Ces critères sont aux mains du juge constitutionnel belge de vraies ressources interprétatives qu’il exploite pour asseoir sa conviction sur la légitimité d’une différence de traitement. Le juge tire argument de son raisonnement précédant sur le droit de propriété notamment relatif à la légitimité des buts poursuivis, pour invalider la prétention des requérants. Mais au-delà, l’élément le plus déterminant qui marque la pertinence de son raisonnement, c’est le critère distinctif objectif retenu en l’espèce, à savoir, l’existence ou non d’un contrat de bail à longue durée dont est titulaire le locataire sur le bien. Ce lien contractuel est d’autant plus déterminant qu’il apparaît pertinent aux yeux du juge au regard du double objectif précédemment établi. Ainsi, il ne s’agit pas d’un avantage indu, mais d’un moyen d’accomplissement d’un droit à logement dont le préalable est déjà réalisé par le locataire grâce au contrat de bail déjà existant.
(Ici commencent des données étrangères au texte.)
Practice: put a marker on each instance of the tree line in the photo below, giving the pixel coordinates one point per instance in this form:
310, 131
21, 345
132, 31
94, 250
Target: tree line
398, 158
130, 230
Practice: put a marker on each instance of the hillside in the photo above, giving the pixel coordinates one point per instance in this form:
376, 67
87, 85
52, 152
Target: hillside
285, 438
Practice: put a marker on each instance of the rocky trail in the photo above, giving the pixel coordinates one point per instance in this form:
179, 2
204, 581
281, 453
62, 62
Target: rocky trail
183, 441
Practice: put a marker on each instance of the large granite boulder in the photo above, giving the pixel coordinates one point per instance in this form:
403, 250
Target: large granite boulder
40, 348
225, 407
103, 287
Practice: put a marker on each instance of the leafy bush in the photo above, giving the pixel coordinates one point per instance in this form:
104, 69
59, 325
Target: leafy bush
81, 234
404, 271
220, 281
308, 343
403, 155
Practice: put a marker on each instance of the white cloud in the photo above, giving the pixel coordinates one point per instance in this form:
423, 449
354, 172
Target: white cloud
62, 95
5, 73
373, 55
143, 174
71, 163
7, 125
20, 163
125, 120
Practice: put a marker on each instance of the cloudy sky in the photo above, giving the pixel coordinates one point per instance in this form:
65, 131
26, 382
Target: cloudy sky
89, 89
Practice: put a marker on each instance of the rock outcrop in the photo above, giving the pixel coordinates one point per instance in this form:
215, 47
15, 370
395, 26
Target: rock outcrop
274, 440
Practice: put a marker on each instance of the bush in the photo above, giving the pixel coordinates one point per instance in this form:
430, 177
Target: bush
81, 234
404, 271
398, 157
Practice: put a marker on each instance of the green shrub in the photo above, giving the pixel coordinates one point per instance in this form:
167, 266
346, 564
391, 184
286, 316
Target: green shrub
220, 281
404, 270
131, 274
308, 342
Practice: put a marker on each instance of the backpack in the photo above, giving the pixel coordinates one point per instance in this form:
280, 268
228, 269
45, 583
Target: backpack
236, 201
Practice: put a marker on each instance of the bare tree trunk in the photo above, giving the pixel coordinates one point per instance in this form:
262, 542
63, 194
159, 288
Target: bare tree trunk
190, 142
B) L’équitabilité d’un traitement différencié entre les acquéreurs et les expropriés pour cause d’utilité publique
Le prolongement de la question du droit de préférence sur l’expropriation pour cause d’utilité publique trouve son fondement dans l’action en subrogation. Accusée de favoriser une ingérence dans le droit au respect des biens de l’acquéreur, l’action en subrogation est cette fois-ci soupçonnée de favoriser une discrimination entre les acquéreurs potentiels et les personnes expropriées pour cause d’utilité publique ; en ce que, l’expropriation qui conduit à une privation du bien, ouvre droit à une indemnisation pour le propriétaire du bien, alors que l’action en subrogation qui conduit au même résultat, n’entraine pas, dans les conditions actuelles de sa consécration par l’ordonnance, une indemnisation de l’acquéreur. On aurait bien voulu opposer une non-comparabilité des deux régimes comme le gouvernement, -puisque l’expropriation est caractérisée par un régime spécial où s’expriment les prérogatives exorbitant de droit commun justifiant une extorsion d’un bien privé au nom de l’intérêt général, par une personne publique même si moyennant une indemnisation contrairement à une action en subrogation qui s’apprécie en l’espèce comme un moyen de réclamation ou de recouvrement d’un droit a priori injustement entaché-, que le juge aurait rejeté l’argument, la raison étant que la différence ne se confond pas à la non-comparabilité. Si la différence peut constituer un élément de détermination d’un traitement différencié selon le juge, elle reste cependant insuffisante pour conclure ipso facto à la non-comparabilité[13]. Un tel raisonnement désubstantialiserait le contrôle du respect du principe d’égalité et de non-discrimination. Le juge belge est coutumier de ce raisonnement en la matière, qui l’amène à constater l’existence d’une différence de traitement, laquelle est toutefois légitime au regard des buts poursuivis et repose sur un critère de distinction à la fois objectif et pertinent, lié à l’irrégularité du titre de propriété détenu par l’acquéreur. L’action en subrogation s’apparente en l’espèce à une sanction de l’atteinte à un droit, contrairement au régime de l’expropriation. Cette différence est alors parée des attributs d’équitabilité.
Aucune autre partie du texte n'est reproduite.